The postponement of the 16th TIN deactivation came to no surprise to Capt. Christopher Dirks, 16th TIN commander.
“The company contributes to the III Corps number one priority – lethality,” Dirks said. “The company helped enhance lethality wherever they were assigned.”
The 16th TIN supported the largest multi-national communication exercise in the CENTCOM area of responsibility, conducted outside plant operations by replacing fiber throughout forward operating basis in Afghanistan, which directly increased security protection and speed of communication battlefield commanders and also increased the Army’s network physical security by conducting networking modernizations across the United States, Dirk said.
“Wherever the TIN was, you knew lethality was soon to follow,” Dirks said.
For Soldiers such as Spc. Maritza Pena, a cable installer and maintainer assigned to 16th TIN, 57th ESB, 11th TTSB, they are proud to be such a powerful asset to the Army, she said.
“The companies giving support before us messed a lot of things up and we had to come in and fix it, reorganize and everybody could rely on us to get things done,” she said.

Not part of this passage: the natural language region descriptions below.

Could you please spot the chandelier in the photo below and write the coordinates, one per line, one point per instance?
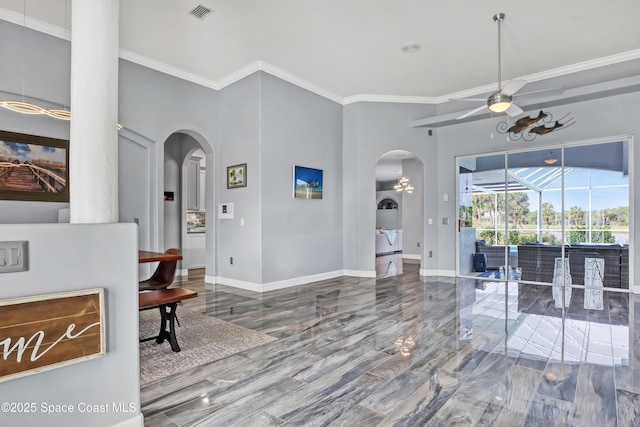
(403, 185)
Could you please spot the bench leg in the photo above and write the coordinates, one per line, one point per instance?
(168, 313)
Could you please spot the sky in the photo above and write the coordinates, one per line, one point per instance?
(609, 190)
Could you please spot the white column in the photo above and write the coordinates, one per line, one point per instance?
(93, 155)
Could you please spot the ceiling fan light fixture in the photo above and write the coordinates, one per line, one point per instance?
(499, 102)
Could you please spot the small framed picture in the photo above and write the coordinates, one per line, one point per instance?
(237, 176)
(307, 183)
(33, 168)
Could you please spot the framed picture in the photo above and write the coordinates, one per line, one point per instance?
(237, 176)
(33, 168)
(307, 183)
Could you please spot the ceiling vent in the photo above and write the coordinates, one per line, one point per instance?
(200, 11)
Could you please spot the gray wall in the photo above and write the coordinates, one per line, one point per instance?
(63, 258)
(152, 106)
(299, 237)
(240, 136)
(370, 131)
(26, 55)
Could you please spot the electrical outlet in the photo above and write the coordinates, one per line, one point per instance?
(14, 256)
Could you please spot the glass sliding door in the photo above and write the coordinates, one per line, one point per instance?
(483, 248)
(555, 216)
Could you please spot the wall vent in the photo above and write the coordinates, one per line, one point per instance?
(200, 11)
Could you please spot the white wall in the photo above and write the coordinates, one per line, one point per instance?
(65, 257)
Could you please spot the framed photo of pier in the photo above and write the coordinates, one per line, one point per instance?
(33, 168)
(307, 183)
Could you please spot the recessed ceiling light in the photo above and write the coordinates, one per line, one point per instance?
(410, 48)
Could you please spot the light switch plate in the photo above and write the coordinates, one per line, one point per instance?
(14, 256)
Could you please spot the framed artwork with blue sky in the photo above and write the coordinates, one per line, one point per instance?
(307, 183)
(33, 168)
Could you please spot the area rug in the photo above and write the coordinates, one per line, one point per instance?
(202, 339)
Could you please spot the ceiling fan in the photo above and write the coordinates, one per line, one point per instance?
(502, 100)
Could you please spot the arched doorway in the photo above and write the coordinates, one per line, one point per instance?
(399, 211)
(188, 187)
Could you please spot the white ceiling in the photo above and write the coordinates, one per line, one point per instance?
(349, 50)
(389, 167)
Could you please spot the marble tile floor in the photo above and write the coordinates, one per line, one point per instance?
(411, 351)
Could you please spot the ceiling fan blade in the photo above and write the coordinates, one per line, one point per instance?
(469, 113)
(512, 87)
(469, 99)
(546, 92)
(514, 110)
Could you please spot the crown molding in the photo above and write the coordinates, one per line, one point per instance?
(390, 98)
(168, 69)
(34, 24)
(37, 25)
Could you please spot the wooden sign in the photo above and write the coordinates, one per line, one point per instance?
(50, 331)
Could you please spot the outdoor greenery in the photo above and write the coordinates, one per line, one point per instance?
(523, 222)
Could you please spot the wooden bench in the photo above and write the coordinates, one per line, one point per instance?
(167, 301)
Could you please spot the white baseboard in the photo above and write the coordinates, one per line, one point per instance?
(445, 273)
(281, 284)
(137, 421)
(359, 273)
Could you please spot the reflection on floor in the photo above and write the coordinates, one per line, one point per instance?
(412, 351)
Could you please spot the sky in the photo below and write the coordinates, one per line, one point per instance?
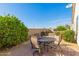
(39, 15)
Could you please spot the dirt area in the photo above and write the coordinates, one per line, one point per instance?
(24, 49)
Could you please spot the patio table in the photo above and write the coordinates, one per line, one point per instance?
(46, 40)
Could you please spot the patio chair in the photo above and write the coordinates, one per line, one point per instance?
(34, 45)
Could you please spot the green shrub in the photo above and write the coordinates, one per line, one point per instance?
(12, 31)
(68, 36)
(60, 28)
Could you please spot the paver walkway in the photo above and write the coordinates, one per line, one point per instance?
(67, 49)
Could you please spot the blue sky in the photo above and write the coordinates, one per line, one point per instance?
(39, 15)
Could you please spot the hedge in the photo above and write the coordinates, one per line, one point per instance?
(12, 31)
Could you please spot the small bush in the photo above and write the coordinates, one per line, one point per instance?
(12, 31)
(60, 28)
(68, 36)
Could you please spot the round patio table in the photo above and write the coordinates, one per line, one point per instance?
(46, 41)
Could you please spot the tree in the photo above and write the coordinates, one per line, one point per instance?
(60, 28)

Pena credits the success of the company during deployments to the experience of its Soldiers.
“My first deployment was with this company,” Pena said. “We had experience, Soldiers on our team that had prior deployments within the company, which made effectiveness and efficiency really easy to accomplish.”

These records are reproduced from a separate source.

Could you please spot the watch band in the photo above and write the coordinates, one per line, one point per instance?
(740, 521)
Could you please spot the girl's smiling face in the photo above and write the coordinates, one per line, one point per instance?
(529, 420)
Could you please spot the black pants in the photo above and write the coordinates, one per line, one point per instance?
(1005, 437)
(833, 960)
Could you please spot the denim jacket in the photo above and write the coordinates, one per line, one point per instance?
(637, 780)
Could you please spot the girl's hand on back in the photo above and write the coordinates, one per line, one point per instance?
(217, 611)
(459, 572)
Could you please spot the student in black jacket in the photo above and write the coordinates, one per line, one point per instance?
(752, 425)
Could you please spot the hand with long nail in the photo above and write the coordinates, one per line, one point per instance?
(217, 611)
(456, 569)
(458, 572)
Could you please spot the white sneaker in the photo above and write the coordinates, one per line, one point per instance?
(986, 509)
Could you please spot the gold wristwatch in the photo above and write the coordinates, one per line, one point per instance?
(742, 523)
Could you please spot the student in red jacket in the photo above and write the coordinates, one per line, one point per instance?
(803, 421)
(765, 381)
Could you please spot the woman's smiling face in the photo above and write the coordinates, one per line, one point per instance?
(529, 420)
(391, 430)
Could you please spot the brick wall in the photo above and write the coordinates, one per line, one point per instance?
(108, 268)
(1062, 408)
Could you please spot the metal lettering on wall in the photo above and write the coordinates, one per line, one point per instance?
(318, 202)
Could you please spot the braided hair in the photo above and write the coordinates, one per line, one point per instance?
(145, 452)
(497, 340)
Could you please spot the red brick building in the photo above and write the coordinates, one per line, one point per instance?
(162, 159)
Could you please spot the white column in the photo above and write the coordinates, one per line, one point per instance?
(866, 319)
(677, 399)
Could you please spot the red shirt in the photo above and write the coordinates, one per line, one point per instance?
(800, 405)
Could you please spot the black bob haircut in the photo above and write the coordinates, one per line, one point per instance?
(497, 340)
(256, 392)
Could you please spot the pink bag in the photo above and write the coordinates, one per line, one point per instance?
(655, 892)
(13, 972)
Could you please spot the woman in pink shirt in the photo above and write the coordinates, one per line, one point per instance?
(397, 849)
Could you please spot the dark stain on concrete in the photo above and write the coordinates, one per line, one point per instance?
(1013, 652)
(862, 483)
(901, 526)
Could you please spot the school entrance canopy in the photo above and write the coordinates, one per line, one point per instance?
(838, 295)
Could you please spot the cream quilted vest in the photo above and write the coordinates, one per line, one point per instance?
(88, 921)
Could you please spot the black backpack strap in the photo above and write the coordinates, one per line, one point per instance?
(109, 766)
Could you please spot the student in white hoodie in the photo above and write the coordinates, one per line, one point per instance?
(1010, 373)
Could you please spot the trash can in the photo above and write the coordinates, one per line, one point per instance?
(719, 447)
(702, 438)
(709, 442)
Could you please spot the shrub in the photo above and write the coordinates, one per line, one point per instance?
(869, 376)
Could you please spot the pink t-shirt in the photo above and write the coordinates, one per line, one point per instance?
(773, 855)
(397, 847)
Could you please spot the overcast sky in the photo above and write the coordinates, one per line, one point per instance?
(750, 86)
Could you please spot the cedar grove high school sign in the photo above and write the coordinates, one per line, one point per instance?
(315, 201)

The 16th TIN was constituted April 14, 1921, in the regular Army as the 16th Service Company, Signal Corps and was activated July 1, 1921, at Fort Howard, Maryland. The company had been inactivated and reactivated numerous of times, but this one is more historical due to the company being the last active TIN-E in the Army
“It’s pretty cool being a part of history as the last TIN, in the Army,” Pena said. “It is definitely something I will remember throughout my career.”